A homozygous pea plant with round peas and yellow cotyledons was crossed to a wrinkled, green plant. The F1 was selfed and produced:

193 round, yellow
69 round, green
64 wrinkled, yellow
26 wrinkled, green
a) propose hypothesis that allows you to calculate expected values based on Mendel's laws.
b) perform a chi-square test to determine if the data agrees with your model

I just got into this genetics class and already don't know what's going on. Please help? Thank You

Sure!
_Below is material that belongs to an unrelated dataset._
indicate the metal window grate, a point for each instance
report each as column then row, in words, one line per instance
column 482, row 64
Understanding Mendel's laws and how to analyze genetic data can be challenging at first, but I'll do my best to explain.

a) In this case, we can use Mendel's laws to propose a hypothesis and calculate the expected values.

Mendel's laws state that for a monohybrid cross, where we are studying the inheritance of a single trait, such as pea shape or color, two alleles segregate during gamete formation and then randomly combine during fertilization.

Let's denote the allele for round peas as "R" (dominant) and for wrinkled peas as "r" (recessive), and the allele for yellow cotyledons as "Y" (dominant) and for green cotyledons as "y" (recessive).

The homozygous (RRYY) pea plant with round peas and yellow cotyledons is crossed with the wrinkled, green plant (rryy).
Their offspring, the F1 generation, will all be heterozygous (RrYy) for both traits since they inherited one allele from each parent.

When the F1 generation self-fertilizes, the possible genotypes and phenotypes of the offspring can be determined using Punnett squares:

R r
Y | RY rY
y | RY rY

So, the expected phenotypic ratios among the F2 generation can be calculated as follows:

Round, Yellow (RY--): 1/4 RRYY + 1/4 RrYY = 1/2
Round, Green (RYy-): 1/4 RrYy
Wrinkled, Yellow (rY--): 1/4 rrYY
Wrinkled, Green (rYy-): 1/4 rrYy

b) To perform a chi-square test to determine if the observed data agrees with the expected values, follow these steps:

1. Set up null and alternative hypotheses:
Ho (null hypothesis): There is no significant difference between the observed and expected values.
Ha (alternative hypothesis): There is a significant difference between the observed and expected values.

2. Calculate the expected counts based on Mendel's laws, as we discussed above.

3. Set up a table to compare the observed and expected counts:

Observed Expected (O - E) (O - E)^2 (O - E)^2 / E
Round, Yellow | 193 | ___ | ___ | ___ | ___
Round, Green | 69 | ___ | ___ | ___ | ___
Wrinkled, Yellow | 64 | ___ | ___ | ___ | ___
Wrinkled, Green | 26 | ___ | ___ | ___ | ___

Fill in the "Expected" counts with the values we calculated earlier.

4. Calculate (O - E) for each cell (subtract the observed count from the expected count) and fill in the table.

5. Square the (O - E) values for each cell and fill in the table.

6. Calculate (O - E)^2 / E for each cell by dividing the squared differences by the corresponding expected values and fill in the table.

7. Sum up the (O - E)^2 / E values for all cells. This will give you the chi-square statistic (Χ^2).

8. Determine the degrees of freedom (df) for the test. In this case, it will be 3 (number of phenotypic categories) - 1 (number of independent variables) = 2.

9. Look up the critical chi-square value in a chi-square distribution table for your chosen significance level (e.g., α = 0.05).

10. Compare the calculated chi-square value to the critical value. If the calculated chi-square value is greater than the critical value, reject the null hypothesis. If it is smaller, fail to reject the null hypothesis.

That's it! By following these steps, you will be able to propose a hypothesis and perform a chi-square test to determine if the observed data agrees with the expected values based on Mendelian inheritance.